The Reds have as many wins heading into Friday as they had on Monday. They're now 3-22, and have lost nine in a row and 20 of their last 21. They just wrapped up a three-game series with the Milwaukee Brewers in which they were outscored 34-12. Going inside the numbers, things are really bad.

The Reds currently rank 29th out of 30 MLB teams in batting average (.203), are last in on-base percentage (.267), 29th in slugging percentage (.318), last in OPS (.585), 27th in runs scored (79), 29th in hits (162), 24th in home runs (18) and dead last in run differential at -87. That run differential is 48 runs worse than the next closest team (Kansas City Royals at -39). Even Joey Votto has been terrible, slashing .122/.278/.135 with no home runs and 29 strikeouts against 10 walks in 74 at-bats.
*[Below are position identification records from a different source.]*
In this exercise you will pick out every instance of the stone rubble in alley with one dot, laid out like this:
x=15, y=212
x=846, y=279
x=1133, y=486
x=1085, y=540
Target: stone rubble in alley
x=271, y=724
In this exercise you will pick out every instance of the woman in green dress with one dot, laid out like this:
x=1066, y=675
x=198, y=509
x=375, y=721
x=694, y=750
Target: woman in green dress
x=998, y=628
That said, if you thought the team's hitting was the worst of it, you'd be wrong.

Cincinnati currently ranks last in ERA (6.86), opponents batting average (.283), WHIP (1.69), home runs allowed (34) and walks allowed (120). Reds starters also don't have a single quality start this season. That ERA is 1.83 higher than the next worst team (Washington Nationals at 5.03).

Absolutely brutal.

This performance, of course, is following an offseason where the Reds traded away or refused to re-sign key pieces this offseason. They allowed Nick Castellanos to walk, waived Wade Miley and traded Jesse Winker, Eugenio Suarez, Tucker Barnhart, Sonny Gray and Amir Garrett. Cincinnati is now left with a number of aging veterans, an injured Jonathan India and a phenom in Hunter Greene who has little to no help.

The Reds are openly tanking and MLB has essentially welcomed that behavior given its current collective bargaining agreement. This is what's going to happen until something changes.

Reds COO Phil Castellini gave away the game on Opening Day by basically daring Reds fans not to support the team. He essentially said fans had no option but to continue paying to see a terrible team.

Things aren't going well in Cincinnati. And there's very little indication it will get even remotely better any time soon.